Question M9TBKjpsMuwBYBlFAOqc

Question

An upstream system has been configured to pass the date for a given batch of data to the Databricks Jobs API as a parameter. The notebook to be scheduled will use this parameter to load data with the following code: df = spark.read.format(“parquet”).load(f”/mnt/source/(date)”) Which code block should be used to create the date Python variable used in the above code block?

Choices

  • A: date = spark.conf.get(“date”)
  • B: input_dict = input() date= input_dict[“date”]
  • C: import sys date = sys.argv[1]
  • D: date = dbutils.notebooks.getParam(“date”)
  • E: dbutils.widgets.text(“date”, “null”) date = dbutils.widgets.get(“date”)

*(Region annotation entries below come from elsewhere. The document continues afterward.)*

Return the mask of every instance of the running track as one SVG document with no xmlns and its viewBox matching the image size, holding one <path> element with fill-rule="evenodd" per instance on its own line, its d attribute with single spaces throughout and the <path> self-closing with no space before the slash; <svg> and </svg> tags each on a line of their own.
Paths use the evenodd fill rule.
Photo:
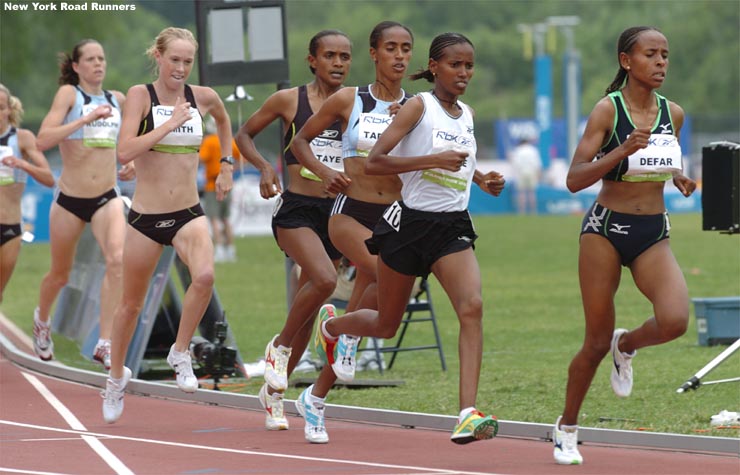
<svg viewBox="0 0 740 475">
<path fill-rule="evenodd" d="M 22 348 L 17 338 L 14 343 Z M 584 444 L 585 464 L 568 467 L 555 464 L 551 444 L 541 440 L 497 437 L 458 446 L 444 431 L 337 420 L 327 421 L 330 443 L 312 445 L 297 417 L 289 418 L 289 431 L 269 432 L 257 411 L 131 394 L 121 420 L 109 425 L 99 391 L 0 356 L 0 473 L 740 473 L 740 459 L 730 454 Z"/>
</svg>

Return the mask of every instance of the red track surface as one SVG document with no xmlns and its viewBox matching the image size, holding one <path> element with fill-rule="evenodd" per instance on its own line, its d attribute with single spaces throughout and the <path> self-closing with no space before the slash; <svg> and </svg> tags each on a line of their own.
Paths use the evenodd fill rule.
<svg viewBox="0 0 740 475">
<path fill-rule="evenodd" d="M 105 424 L 97 388 L 34 375 L 0 357 L 0 473 L 740 473 L 731 455 L 589 444 L 581 448 L 584 465 L 560 466 L 544 441 L 499 437 L 458 446 L 445 432 L 334 420 L 330 443 L 312 445 L 299 418 L 289 418 L 288 431 L 269 432 L 259 412 L 134 395 L 125 401 L 121 420 Z"/>
</svg>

Question sk2J5xKeNzrykM27zMEC

Question

A Delta table of weather records is partitioned by date and has the below schema: date DATE, device_id INT, temp FLOAT, latitude FLOAT, longitude FLOAT To find all the records from within the Arctic Circle, you execute a query with the below filter: latitude > 66.3 Which statement describes how the Delta engine identifies which files to load?

Choices

  • A: All records are cached to an operational database and then the filter is applied
  • B: The Parquet file footers are scanned for min and max statistics for the latitude column
  • C: All records are cached to attached storage and then the filter is applied
  • D: The Delta log is scanned for min and max statistics for the latitude column
  • E: The Hive metastore is scanned for min and max statistics for the latitude column

Question 7wcwoe7HFa64NKQXGWGy

Question

The data engineering team has been tasked with configuring connections to an external database that does not have a supported native connector with Databricks. The external database already has data security configured by group membership. These groups map directly to user groups already created in Databricks that represent various teams within the company.

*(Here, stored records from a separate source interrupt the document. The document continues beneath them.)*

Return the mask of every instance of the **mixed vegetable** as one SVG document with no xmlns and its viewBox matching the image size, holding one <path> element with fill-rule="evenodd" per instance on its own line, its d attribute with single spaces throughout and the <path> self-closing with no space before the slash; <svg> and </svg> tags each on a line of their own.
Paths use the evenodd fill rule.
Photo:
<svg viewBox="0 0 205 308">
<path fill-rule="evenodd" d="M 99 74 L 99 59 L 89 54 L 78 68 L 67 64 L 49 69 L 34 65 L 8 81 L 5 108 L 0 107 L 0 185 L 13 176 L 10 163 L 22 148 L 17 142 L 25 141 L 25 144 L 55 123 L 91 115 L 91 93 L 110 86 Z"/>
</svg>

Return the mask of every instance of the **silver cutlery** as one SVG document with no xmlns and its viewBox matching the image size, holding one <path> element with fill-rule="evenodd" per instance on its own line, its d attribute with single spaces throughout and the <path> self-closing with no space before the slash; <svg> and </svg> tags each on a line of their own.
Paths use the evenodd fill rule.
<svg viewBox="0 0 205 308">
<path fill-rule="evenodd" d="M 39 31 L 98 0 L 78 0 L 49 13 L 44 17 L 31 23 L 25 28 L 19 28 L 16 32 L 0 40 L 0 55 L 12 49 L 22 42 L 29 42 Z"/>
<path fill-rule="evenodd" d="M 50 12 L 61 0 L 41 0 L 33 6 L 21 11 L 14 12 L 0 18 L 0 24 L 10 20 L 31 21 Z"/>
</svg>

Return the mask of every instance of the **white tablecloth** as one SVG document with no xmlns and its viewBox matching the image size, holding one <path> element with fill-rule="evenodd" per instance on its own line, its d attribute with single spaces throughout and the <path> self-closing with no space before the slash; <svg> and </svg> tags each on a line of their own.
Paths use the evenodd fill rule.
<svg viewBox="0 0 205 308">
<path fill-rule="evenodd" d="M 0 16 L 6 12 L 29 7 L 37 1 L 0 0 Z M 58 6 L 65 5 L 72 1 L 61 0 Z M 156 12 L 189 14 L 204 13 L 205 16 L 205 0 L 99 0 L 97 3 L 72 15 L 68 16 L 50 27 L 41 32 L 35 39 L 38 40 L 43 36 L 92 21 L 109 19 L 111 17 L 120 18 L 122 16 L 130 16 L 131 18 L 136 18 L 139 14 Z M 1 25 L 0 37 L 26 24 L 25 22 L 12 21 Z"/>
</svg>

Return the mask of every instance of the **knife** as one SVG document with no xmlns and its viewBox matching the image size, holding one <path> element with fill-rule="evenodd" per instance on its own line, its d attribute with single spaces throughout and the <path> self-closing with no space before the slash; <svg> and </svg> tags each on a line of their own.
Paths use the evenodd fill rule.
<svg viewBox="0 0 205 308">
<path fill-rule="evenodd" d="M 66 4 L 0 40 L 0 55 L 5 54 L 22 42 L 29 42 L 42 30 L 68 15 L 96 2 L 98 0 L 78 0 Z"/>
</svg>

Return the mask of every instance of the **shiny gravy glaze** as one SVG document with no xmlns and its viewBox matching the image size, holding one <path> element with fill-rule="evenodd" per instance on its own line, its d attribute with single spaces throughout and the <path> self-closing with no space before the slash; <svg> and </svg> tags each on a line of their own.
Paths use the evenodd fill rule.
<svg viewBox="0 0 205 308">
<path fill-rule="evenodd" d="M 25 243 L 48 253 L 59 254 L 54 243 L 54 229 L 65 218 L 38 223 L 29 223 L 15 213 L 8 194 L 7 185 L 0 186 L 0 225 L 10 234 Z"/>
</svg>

A new login credential has been created for each group in the external database. The Databricks Utilities Secrets module will be used to make these credentials available to Databricks users.

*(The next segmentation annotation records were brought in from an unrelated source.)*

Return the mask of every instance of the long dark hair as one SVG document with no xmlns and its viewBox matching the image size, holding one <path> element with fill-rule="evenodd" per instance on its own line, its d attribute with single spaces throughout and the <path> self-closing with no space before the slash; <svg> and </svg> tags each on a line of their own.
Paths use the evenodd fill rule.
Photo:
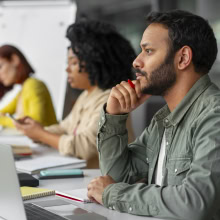
<svg viewBox="0 0 220 220">
<path fill-rule="evenodd" d="M 95 20 L 78 21 L 69 26 L 66 36 L 91 85 L 105 90 L 133 78 L 135 52 L 114 26 Z"/>
</svg>

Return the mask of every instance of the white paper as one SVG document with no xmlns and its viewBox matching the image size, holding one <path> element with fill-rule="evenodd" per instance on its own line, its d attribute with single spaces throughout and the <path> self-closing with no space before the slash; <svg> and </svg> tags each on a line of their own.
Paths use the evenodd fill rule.
<svg viewBox="0 0 220 220">
<path fill-rule="evenodd" d="M 74 157 L 64 157 L 60 155 L 41 156 L 15 162 L 15 166 L 18 171 L 31 174 L 38 173 L 43 169 L 62 167 L 66 165 L 73 165 L 73 168 L 82 168 L 85 167 L 85 164 L 85 160 L 80 160 Z"/>
<path fill-rule="evenodd" d="M 72 198 L 73 200 L 77 199 L 80 202 L 89 203 L 89 202 L 92 202 L 92 201 L 89 200 L 89 198 L 87 197 L 87 192 L 88 192 L 87 188 L 74 189 L 74 190 L 63 191 L 63 192 L 56 191 L 56 196 L 63 195 L 63 196 L 66 196 L 66 197 L 70 197 L 70 199 Z M 62 197 L 62 196 L 59 196 L 59 197 L 65 198 L 65 197 Z M 66 199 L 68 199 L 68 198 L 66 198 Z"/>
</svg>

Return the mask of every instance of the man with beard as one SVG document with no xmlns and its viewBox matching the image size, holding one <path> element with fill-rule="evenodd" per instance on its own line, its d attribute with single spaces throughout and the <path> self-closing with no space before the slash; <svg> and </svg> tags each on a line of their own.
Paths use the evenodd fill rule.
<svg viewBox="0 0 220 220">
<path fill-rule="evenodd" d="M 103 176 L 88 197 L 109 209 L 165 219 L 220 219 L 220 91 L 210 81 L 217 55 L 212 28 L 185 11 L 150 13 L 134 60 L 134 88 L 121 82 L 98 132 Z M 150 95 L 167 105 L 133 143 L 128 113 Z"/>
</svg>

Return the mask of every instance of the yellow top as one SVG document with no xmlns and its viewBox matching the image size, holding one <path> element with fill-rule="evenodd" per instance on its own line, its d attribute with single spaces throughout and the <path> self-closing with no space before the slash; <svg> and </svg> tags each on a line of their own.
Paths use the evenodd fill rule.
<svg viewBox="0 0 220 220">
<path fill-rule="evenodd" d="M 25 80 L 21 92 L 0 113 L 16 113 L 17 118 L 29 116 L 43 126 L 57 123 L 50 93 L 46 85 L 35 78 Z M 0 116 L 0 125 L 14 127 L 12 119 L 6 116 Z"/>
</svg>

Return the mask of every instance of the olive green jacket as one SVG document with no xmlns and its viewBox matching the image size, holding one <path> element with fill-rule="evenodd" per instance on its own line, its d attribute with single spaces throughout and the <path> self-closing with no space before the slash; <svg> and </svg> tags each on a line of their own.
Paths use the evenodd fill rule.
<svg viewBox="0 0 220 220">
<path fill-rule="evenodd" d="M 220 90 L 201 77 L 181 103 L 164 106 L 133 143 L 127 144 L 127 115 L 102 111 L 98 151 L 104 206 L 134 215 L 175 220 L 220 220 Z M 154 183 L 163 133 L 163 183 Z M 138 183 L 139 182 L 139 183 Z"/>
</svg>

Assuming that all the credentials are configured correctly on the external database and group membership is properly configured on Databricks, which statement describes how teams can be granted the minimum necessary access to using these credentials?

Choices

  • A: “Manage” permissions should be set on a secret key mapped to those credentials that will be used by a given team.
  • B: “Read” permissions should be set on a secret key mapped to those credentials that will be used by a given team.
  • C: “Read” permissions should be set on a secret scope containing only those credentials that will be used by a given team.
  • D: “Manage” permissions should be set on a secret scope containing only those credentials that will be used by a given team. No additional configuration is necessary as long as all users are configured as administrators in the workspace where secrets have been added.

Question VeABWHbIxbNNJR0z2ajA

Question

Which indicators would you look for in the Spark UI’s Storage tab to signal that a cached table is not performing optimally? Assume you are using Spark’s MEMORY_ONLY storage level.

Choices

  • A: Size on Disk is < Size in Memory
  • B: The RDD Block Name includes the “*” annotation signaling a failure to cache
  • C: Size on Disk is > 0
  • D: The number of Cached Partitions > the number of Spark Partitions
  • E: On Heap Memory Usage is within 75% of Off Heap Memory Usage

Question CNRCo07OuYSxwtCFTb2l

Question

What is the first line of a Databricks Python notebook when viewed in a text editor?

Choices

  • A: %python
  • B: // Databricks notebook source
  • C: # Databricks notebook source
  • D: — Databricks notebook source
  • E: # MAGIC %python